In the United States, about 38 million people suffer from migraines each year. These migraines usually feel like pulsing pain in one side of the head and can lead to nausea and vomiting. They can also be accompanied by sensitivity to light and sound. There are several types of migraines, and a doctor can help you find the proper treatment for your migraine.
This condition is most common in women. About 18.6% of women suffer from it, while only 6.5% of men do. The pain that migraine causes is often debilitating and can affect everyday life. Fortunately, the symptoms of migraine can be effectively treated with medication. Several different drugs can help treat migraine.
Patients suffering from a TTH usually complain of a dull and pressure-like headache.
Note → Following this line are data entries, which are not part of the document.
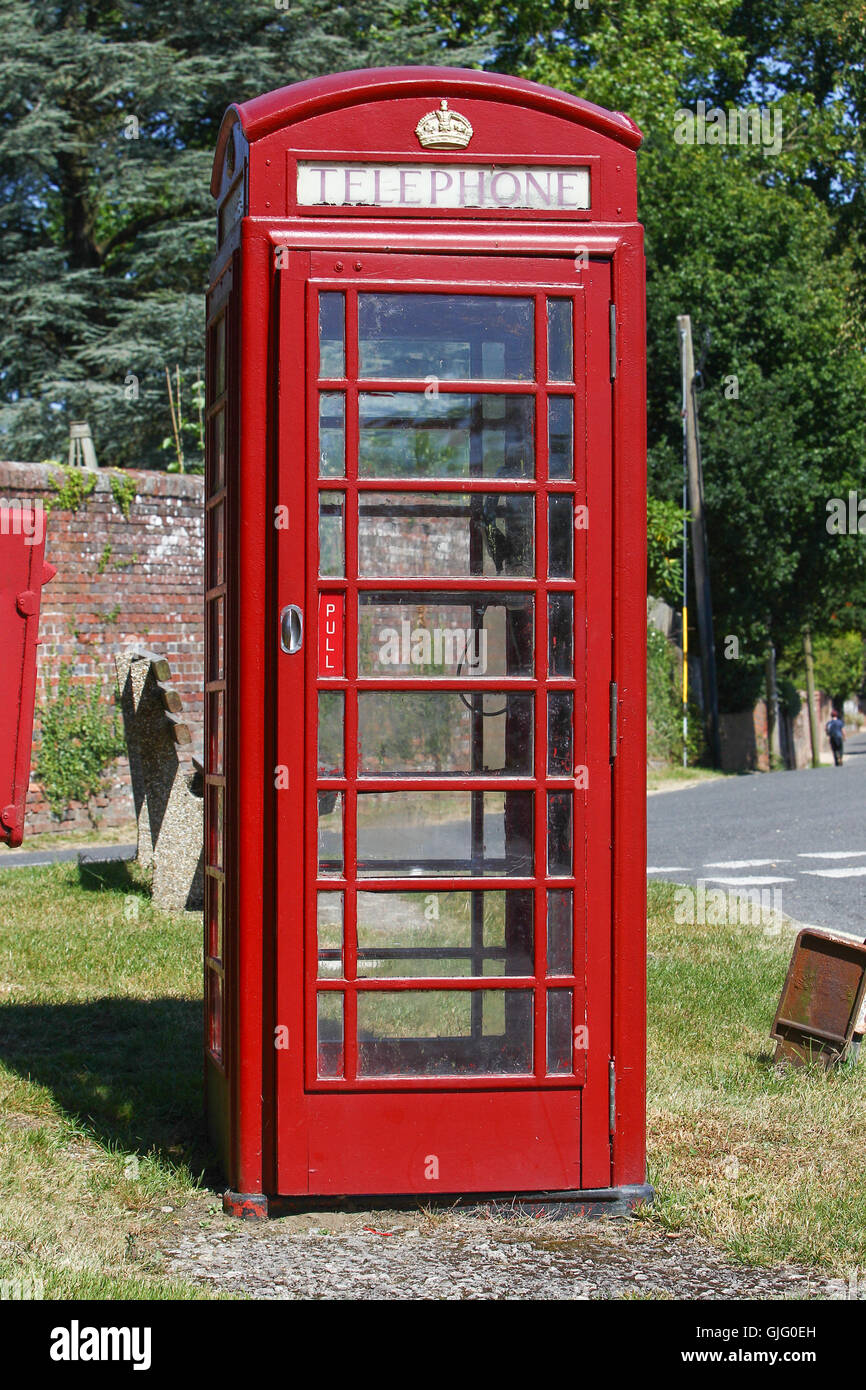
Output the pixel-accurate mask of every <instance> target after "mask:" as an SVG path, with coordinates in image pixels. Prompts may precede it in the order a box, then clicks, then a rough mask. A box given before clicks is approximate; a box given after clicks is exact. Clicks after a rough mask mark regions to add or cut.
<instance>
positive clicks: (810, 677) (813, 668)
mask: <svg viewBox="0 0 866 1390" xmlns="http://www.w3.org/2000/svg"><path fill="white" fill-rule="evenodd" d="M803 663H805V667H806V703H808V706H809V742H810V744H812V766H813V767H820V765H822V758H820V751H819V746H817V720H816V717H815V663H813V660H812V628H810V627H809V624H806V627H805V628H803Z"/></svg>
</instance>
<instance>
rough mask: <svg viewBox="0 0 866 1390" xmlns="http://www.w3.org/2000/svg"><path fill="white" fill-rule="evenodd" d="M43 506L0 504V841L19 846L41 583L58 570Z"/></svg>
mask: <svg viewBox="0 0 866 1390" xmlns="http://www.w3.org/2000/svg"><path fill="white" fill-rule="evenodd" d="M44 521H46V517H44V513H43V512H42V506H40V505H38V506H35V505H33V503H32V502H28V500H21V499H14V500H13V502H4V503H1V505H0V651H3V664H4V671H6V698H4V701H3V705H1V708H0V842H4V844H7V845H19V844H21V841H22V838H24V812H25V803H26V791H28V785H29V780H31V744H32V739H33V703H35V699H36V645H38V631H39V605H40V602H42V587H43V584H47V582H49V581H50V580H53V578H54V574H56V573H57V571H56V569H54V566H53V564H46V563H44Z"/></svg>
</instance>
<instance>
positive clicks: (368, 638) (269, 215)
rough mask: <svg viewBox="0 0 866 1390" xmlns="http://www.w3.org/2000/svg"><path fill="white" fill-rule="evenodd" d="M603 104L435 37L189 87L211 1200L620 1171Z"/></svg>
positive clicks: (628, 301) (623, 251) (637, 299)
It is often compared to a tight band around the head or a heavy burden on the head. In most cases, the intensity of the headache is not influenced by physical activity, which is one of the criteria used to differentiate TTH from migraine. The pain is usually bilateral in 90 per cent of cases and may be either posterior or interior.
A chronic tension headache may occur up to fifteen times a month and last several hours. It can also be accompanied by nausea. The cause may be a misaligned neck or spine or the result of an underlying disorder. Although tension headaches are usually not life-threatening and seldom cause permanent damage, they can impact daily life. They can interfere with one's ability to focus and work.
The overuse of certain pain medications causes rebound headaches. A lot of people who are prone to headaches often take excessive amounts of analgesics. However, these medications have side effects and can worsen a person's headache. To avoid this condition, it is recommended to reduce the dose of these medications to a minimum.
Rebound headaches are primarily experienced by people in their 30s and 50s who have underlying headache disorders. It is also more likely to affect individuals with a family history of substance abuse or a personality disorder. There are several different types of drugs that can cause rebound headaches, including over-the-counter pain relievers and prescription-only medications.
Status headache can be a complication of migraine, although, in many patients, the condition is not present. An attack of status may last as long as 72 hours and cause severe pain and other symptoms. It is similar to pure menstrual migraine but has some distinguishing features.
Various medications are used to treat status migrainosus. These medications are corticosteroids, such as dexamethasone (Dexpak) and prednisolone (Prednisolone). Others include antidepressants, blood pressure medicines, and seizure medicines. A new class of medicines called CGRP inhibitors may also be used for status migrainosus.